Nearly two years ago we gathered with our collective seeds of inspiration to name the collaborative path upon which we were embarking. Among the various flowers and trees we heard as representing the energy and visions in our midst, the Hawthorn tree spoke the clearest.
Just like people, the language of plants can be read through how they grow and develop within their habitat as well as their medicinal offerings. In this way, the qualities and particular knowledge of the Hawthorn are fitting for our work.

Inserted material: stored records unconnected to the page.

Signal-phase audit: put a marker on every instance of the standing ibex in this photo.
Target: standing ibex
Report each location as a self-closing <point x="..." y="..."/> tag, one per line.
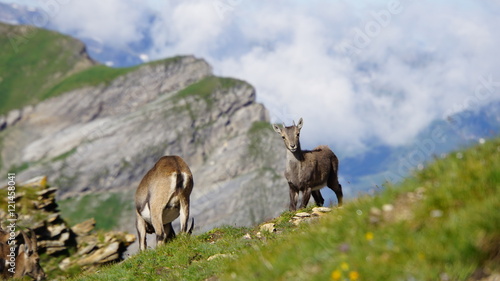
<point x="26" y="261"/>
<point x="162" y="195"/>
<point x="308" y="171"/>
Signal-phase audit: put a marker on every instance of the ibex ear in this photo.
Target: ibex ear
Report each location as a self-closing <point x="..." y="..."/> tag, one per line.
<point x="301" y="122"/>
<point x="277" y="129"/>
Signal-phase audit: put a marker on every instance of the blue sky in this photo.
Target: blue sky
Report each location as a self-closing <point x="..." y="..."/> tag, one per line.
<point x="361" y="75"/>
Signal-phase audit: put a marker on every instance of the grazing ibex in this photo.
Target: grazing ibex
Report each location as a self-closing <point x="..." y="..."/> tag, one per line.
<point x="27" y="260"/>
<point x="161" y="197"/>
<point x="308" y="171"/>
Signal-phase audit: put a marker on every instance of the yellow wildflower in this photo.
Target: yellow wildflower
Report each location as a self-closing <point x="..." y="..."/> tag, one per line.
<point x="336" y="275"/>
<point x="353" y="275"/>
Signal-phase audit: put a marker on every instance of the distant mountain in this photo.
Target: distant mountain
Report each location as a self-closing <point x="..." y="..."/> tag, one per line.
<point x="21" y="15"/>
<point x="383" y="163"/>
<point x="96" y="130"/>
<point x="363" y="173"/>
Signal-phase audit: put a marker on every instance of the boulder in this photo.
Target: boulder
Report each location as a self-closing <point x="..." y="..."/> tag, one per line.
<point x="84" y="228"/>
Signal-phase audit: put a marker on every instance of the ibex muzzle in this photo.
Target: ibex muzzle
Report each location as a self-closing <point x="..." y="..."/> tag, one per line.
<point x="163" y="196"/>
<point x="308" y="171"/>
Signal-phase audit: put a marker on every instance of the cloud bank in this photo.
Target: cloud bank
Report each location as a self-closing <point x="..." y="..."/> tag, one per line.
<point x="360" y="75"/>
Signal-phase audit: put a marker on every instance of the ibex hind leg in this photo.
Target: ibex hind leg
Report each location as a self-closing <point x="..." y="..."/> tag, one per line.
<point x="333" y="184"/>
<point x="187" y="186"/>
<point x="306" y="196"/>
<point x="318" y="198"/>
<point x="169" y="232"/>
<point x="294" y="197"/>
<point x="140" y="224"/>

The Hawthorn tree is a member of the rose family. It is part of a very complex group with up to 1,000 different species in North America, hybrids being abundant -- thriving within diversity.While their habitat varies from open fields to moist ground by ponds and streams, they are also found by the edge of woodlands where they are often growing close in to other species.
There is such a stand of Hawthorn at the edge of the nearby woods: nestled right in with the pine and maple, their quirky branches reaching out to the open space, with thorns to remind me of what is worth protecting.
For when their snow white blossoms open in the spring and their bright red berries ripen in the fall, the flowers, leaves and fruit can all act as a wonderful heart tonic acting to open the arteries thus improving blood supply to all body tissues. The berries which are astringent are also particularly effective for regulating digestion; while the shape of the leaves vary, the fruit is always edible. These offerings have been used in healing since the Middle Ages and continue to be shared in our apothecary.
In the light of the Celtic tradition, the Hawthorn has long been considered a sacred and protecting tree, connected with fertility and affairs of the heart. Springs were attached to the cradle of a newborn baby to offer protection against illness and shared at weddings to symbolize the coming of happiness and prosperity. Honoring the connection and wisdom of the Hawthorn to the cycles of living, our Center offers classes and workshops throughout the seasons to support our relationship to the continuous changes of growing, thriving, returning and storing.
With monthly gatherings such as Black Moon Harbor, Qi Gong and Tai Chi Chuan instruction, and study opportunities in plant medicine and self-cultivation practices throughout the year, we hope to inspire the sense that health and community healing is not an outcome but an ongoing practice and collective endeavor - one of shared intention and inspiration...with joy and beauty found along the way.